Single by Robert Mosley
- A-side: "Goodbye My Lover Goodbye"
- Released: April 22, 1963
- Recorded: 1963
- Studio: Capitol Studios, New York City
- Genre: Soul; Funk;
- Length: 2:57
- Label: Capitol
- Songwriter: Robert Mosley
- Producer: Bert Keyes

Robert Mosley singles chronology
| "You Ought To Know" (1961) | "Crazy 'Bout My Baby" (1963) |  |

= Crazy 'Bout My Baby =

1963 single by Robert Mosley

"Crazy 'Bout My Baby" is a song first written and recorded by musician Robert Mosley in 1963. His third solo single, it failed to chart, leading to it becoming his final single released. Initially an obscure single, it was brought to light by mainstream acts such as The Swinging Blue Jeans and Tages, the latter of which charted in Sweden with it.

== Robert Mosley version ==
Around this time, Mosley was mostly well-known for his work with other musicians; he had written several chart hits for other artists, including two top-20 Billboard Hot 100 hits; "Big Cold Wind" by Pat Boone and "Sha La La" by the Shirelles, although Manfred Mann made it a chart hit.

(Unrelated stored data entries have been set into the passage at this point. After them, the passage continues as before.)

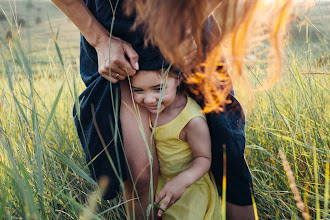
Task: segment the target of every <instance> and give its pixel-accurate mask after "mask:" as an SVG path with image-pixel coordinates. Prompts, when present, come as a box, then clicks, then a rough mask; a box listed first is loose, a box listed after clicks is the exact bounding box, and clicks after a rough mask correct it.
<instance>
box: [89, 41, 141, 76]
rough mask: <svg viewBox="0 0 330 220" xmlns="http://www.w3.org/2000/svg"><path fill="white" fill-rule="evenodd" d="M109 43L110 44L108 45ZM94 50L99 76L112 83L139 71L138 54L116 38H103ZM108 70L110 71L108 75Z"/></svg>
mask: <svg viewBox="0 0 330 220" xmlns="http://www.w3.org/2000/svg"><path fill="white" fill-rule="evenodd" d="M110 41H111V43H109V42H110ZM109 46H110V49H109ZM94 48H95V50H96V52H97V58H98V71H99V73H100V75H101V76H103V77H104V78H105V79H107V80H109V81H111V82H112V83H117V82H118V81H119V80H124V79H125V78H126V77H127V76H132V75H134V74H135V73H136V71H137V70H139V63H138V60H139V56H138V54H137V53H136V51H135V50H134V49H133V47H132V45H131V44H129V43H127V42H125V41H123V40H121V39H120V38H118V37H114V36H112V37H111V39H110V37H109V36H103V37H102V38H100V40H99V41H98V44H97V45H96V46H95V47H94ZM109 51H110V53H109ZM126 57H127V58H128V59H129V60H128V59H127V58H126ZM109 69H110V70H111V71H110V75H109Z"/></svg>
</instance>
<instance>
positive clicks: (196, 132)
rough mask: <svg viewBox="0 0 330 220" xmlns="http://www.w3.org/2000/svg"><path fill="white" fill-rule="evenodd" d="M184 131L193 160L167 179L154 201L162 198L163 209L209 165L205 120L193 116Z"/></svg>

However, in his solo career, Mosley had barely made an impact on the national charts. He had previously released two solo singles, excluding one he recorded with Mayme Watts in 1961. In 1963, he once again attempted to record a single during a session at Capitol Studios, with musician Bert Keyes producing, something he had not often done before. The single was eventually released on April 22, 1963 through Capitol Records.

His rendition features a string "big band" arrangement along with female backing vocals, of which all was done by Keyes. Although the single initially to chart, it was ranked a three-star single by Billboard's May 4, 1963 issue. The reverse side (which was erroneously issued as an A-side) "Goodbye My Lover Goodbye" was covered by the Searchers in 1965, reaching number four in the UK singles chart.

== Tages version ==
 Swedish rock band Tages recorded a rendition of "Crazy 'Bout My Baby" in 1966. Tages had by this point in history achieved several top-10 singles in Sweden, both original compositions along with covers. In 1966, they had released three singles; "So Many Girls", "I'll Be Doggone" and "In My Dreams", the latter of which proved to be Tages biggest hit throughout their career, reaching number 1 on both Kvällstoppen and Tio i Topp in August 1966.' This was during the peak of their success in Sweden, both commercially, critically and influentially, as they were experimenting with recording their second studio album Tages 2, which blends both original compositions and covers. "Crazy 'Bout My Baby" was chosen to be recorded for the album, and the arrangement seems to be heavily inspired by the Swinging Blue Jeans version which was released almost a year prior, as it incorporates a similar song structure during the solo. The group would work on the track between May and June 1966 at Europafilm Studios in Bromma, a suburb of Stockholm, Sweden.

"Crazy 'Bout My Baby" was eventually released on Tages 2 through Platina Records on 4 August 1966, approximately during the same time "In My Dreams" peaked on the charts. Platina would then demand a follow-up to "In My Dreams" when it dropped off the chart in mid-September, and the group chose "Crazy 'Bout My Baby" as the follow-up. The single was released on October 21, 1966, backed with the group's original composition "Go" by Platina Records. The single first entered Kvällstoppen on November 15, at a position of 19, before going to number 18 the following week. On December 29, the single peaked at number 16 before dropping off the chart completely. It did not even enter Tio i Topp, being voted off at a position of number 15.

The single became Tages first major commercial failure, as all their previous singles had charted within the top-5 (par "The One For You" and "I'll Be Doggone", which charted at number 6 and 10 respectively) Ultimately, "Crazy 'Bout My Baby" became lowest charting song they'd ever released, with the exception of singles which failed to chart completely. However, the group followed the slight chart disappointment with "Miss Mac Baren", which peaked at number 1 on Kvällstoppen and number 4 on Tio i Topp. The single was the first to feature Tommy Tausis on drums, as Freddie Skantze had left prior to recording it.

=== Personnel ===

- Tommy Blom – percussion, backing vocals
- Danne Larsson – organ, rhythm guitar, backing vocals
- Göran Lagerberg – bass guitar, co-lead vocals
- Anders Töpel – lead guitar, backing vocals
- Tommy Tausis – drums, co-lead vocals

=== Charts ===

| Chart (1966) | Peak position |
|---|---|
| Sweden (Kvällstoppen) | 16 |
| Sweden (Tio i Topp) | 15 |

== Other covers ==

- British rock group The Swinging Blue Jeans recorded a rendition of "Crazy 'Bout My Baby", with "Good Lovin'" as the B-side and released it as a single through His Master's Voice on 1 October 1965. Although it failed to chart in the UK Singles Chart, this rendition of the song heavily changed the arrangement and is most likely the one Tages copies from.